Ciò che sta accadendo in Niger non è solo cosa loro. E’ qualcosa che ci riguarda, e anche molto da vicino. Ci riguarda perché il mondo è ormai interconnesso, politicamente, economicamente e anche militarmente. Non dimentichiamo l’effetto farfalla di Lorenz, secondo cui il battere delle ali di una farfalla in Brasile provoca un tornado in Texas.
E questo vale anche per l’Africa, continente enorme, con enormi potenzialità, con enormi ricchezze di materie prime, con enormi interessi che ruotano soprattutto intorno a queste ultime.

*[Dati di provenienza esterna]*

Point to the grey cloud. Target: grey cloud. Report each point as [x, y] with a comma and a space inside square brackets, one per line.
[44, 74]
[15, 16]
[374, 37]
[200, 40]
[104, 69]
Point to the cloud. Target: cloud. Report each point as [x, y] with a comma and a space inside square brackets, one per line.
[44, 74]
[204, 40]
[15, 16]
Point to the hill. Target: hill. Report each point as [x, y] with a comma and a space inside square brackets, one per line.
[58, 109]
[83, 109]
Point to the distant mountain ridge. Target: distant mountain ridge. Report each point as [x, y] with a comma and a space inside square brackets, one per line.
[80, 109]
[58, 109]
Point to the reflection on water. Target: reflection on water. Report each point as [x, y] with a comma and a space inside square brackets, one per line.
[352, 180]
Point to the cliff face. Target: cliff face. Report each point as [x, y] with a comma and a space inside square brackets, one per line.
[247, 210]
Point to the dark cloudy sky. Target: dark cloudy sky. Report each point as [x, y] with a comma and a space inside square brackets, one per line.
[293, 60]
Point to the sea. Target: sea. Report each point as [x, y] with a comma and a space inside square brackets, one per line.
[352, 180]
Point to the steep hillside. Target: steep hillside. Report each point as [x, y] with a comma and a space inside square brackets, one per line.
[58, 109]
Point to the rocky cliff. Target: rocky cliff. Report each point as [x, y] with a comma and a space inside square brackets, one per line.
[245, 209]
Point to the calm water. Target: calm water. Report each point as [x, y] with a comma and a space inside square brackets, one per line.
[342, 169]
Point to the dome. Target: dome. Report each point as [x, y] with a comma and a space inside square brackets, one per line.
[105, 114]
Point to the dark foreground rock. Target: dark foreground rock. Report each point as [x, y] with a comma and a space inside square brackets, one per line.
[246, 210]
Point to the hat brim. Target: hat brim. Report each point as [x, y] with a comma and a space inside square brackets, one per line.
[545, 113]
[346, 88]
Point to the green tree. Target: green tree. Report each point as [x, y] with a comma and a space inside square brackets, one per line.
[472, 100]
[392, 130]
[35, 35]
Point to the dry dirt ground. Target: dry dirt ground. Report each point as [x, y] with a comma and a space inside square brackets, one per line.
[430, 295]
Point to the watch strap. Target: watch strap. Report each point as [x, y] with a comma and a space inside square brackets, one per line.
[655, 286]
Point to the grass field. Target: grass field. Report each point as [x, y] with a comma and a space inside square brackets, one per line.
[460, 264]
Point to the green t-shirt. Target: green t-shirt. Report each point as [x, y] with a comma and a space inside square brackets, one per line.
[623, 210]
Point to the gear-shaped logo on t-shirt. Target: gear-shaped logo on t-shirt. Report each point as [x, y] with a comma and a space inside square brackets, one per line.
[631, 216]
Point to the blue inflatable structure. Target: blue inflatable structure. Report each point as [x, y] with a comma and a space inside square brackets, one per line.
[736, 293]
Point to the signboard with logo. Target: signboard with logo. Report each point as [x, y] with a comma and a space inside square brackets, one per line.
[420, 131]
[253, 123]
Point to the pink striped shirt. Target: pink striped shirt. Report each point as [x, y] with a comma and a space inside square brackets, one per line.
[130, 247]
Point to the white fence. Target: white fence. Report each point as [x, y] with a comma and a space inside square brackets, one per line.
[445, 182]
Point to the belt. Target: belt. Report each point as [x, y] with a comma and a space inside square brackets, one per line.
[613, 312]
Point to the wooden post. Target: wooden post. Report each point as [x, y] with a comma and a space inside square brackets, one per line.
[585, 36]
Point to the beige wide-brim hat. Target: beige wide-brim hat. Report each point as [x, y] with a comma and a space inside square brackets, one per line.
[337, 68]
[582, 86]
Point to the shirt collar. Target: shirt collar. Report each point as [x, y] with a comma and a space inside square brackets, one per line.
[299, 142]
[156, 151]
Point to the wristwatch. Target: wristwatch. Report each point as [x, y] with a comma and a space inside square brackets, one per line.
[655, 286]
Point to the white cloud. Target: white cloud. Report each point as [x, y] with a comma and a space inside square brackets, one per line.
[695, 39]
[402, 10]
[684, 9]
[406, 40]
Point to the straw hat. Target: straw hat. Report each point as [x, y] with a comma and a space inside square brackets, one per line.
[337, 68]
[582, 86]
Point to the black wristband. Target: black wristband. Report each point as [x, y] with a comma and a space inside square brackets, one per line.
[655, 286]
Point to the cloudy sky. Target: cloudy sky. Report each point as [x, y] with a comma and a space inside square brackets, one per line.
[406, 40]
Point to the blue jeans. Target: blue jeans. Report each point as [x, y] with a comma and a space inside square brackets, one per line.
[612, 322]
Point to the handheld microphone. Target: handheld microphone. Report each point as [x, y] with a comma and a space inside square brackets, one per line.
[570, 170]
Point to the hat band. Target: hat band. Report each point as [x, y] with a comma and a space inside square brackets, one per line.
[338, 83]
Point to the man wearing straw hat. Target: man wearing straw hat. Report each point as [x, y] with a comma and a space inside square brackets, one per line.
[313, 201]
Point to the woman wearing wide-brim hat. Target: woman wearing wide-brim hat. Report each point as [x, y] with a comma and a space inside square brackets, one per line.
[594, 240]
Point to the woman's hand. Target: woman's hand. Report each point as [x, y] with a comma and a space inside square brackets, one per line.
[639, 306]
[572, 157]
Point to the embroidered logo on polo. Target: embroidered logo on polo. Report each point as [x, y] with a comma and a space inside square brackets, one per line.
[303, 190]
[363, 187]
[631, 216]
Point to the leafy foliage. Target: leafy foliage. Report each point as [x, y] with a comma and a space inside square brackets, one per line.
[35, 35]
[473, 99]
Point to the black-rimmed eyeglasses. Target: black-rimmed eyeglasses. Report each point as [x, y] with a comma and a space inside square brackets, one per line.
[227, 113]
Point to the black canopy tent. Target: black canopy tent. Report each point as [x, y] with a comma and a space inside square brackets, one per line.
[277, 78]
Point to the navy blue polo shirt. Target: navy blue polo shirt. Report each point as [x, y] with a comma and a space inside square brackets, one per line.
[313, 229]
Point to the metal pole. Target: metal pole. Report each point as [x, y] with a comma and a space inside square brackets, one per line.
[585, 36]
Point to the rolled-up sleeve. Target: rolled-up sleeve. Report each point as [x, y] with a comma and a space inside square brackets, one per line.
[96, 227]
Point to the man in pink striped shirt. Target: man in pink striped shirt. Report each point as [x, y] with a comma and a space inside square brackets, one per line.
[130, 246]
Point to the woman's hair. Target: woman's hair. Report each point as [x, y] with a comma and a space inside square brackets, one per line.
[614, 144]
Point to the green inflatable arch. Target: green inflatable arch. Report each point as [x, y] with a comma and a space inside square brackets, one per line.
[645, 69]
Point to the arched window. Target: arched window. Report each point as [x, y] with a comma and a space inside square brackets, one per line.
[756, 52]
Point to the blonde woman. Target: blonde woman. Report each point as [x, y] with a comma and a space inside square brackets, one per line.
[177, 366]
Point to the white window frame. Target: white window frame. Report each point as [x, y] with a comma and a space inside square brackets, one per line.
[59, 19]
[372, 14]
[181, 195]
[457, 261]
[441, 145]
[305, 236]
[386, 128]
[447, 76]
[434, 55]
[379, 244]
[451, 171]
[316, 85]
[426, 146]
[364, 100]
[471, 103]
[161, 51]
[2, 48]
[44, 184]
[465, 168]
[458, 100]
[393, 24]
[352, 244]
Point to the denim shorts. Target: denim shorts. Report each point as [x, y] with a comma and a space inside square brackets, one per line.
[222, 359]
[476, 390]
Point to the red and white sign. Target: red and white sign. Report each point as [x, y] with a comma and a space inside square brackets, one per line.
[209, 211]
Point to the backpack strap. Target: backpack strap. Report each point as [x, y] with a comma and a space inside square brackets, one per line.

Continente oggetto di saccheggio coloniale nei secoli scorsi, sembra non abbia ancora cambiato tale sua vocazione. Se nei secoli scorsi il saccheggio avveniva attraverso la forza militare delle potenze coloniali, oggi avviene attraverso la potenza economica di quegli Stati che, comunque, si possono a ragione ancora ben difinire coloniali.
Non v’è potenza, sia essa occidentale, russa, mediorientale o asiatica, che non abbia interesse ad accedere alle ricchezze minerarie dei territori africani.
E, allora, ecco l’intrecciarsi di interessi contrastanti, che impedisce al continente africano di affrancarsi dal dominio coloniale che, come già osservato, non è più militare ma economico. Il timido tentativo di reazione dell’Ecowas, la Comunità Economica degli Stati dell’Africa Occidentale, di ristabilire la democrazia in Niger dopo il colpo di stato militare va a scontrarsi con interessi esterni al continente che, già di per se, hanno un equilibrio instabile.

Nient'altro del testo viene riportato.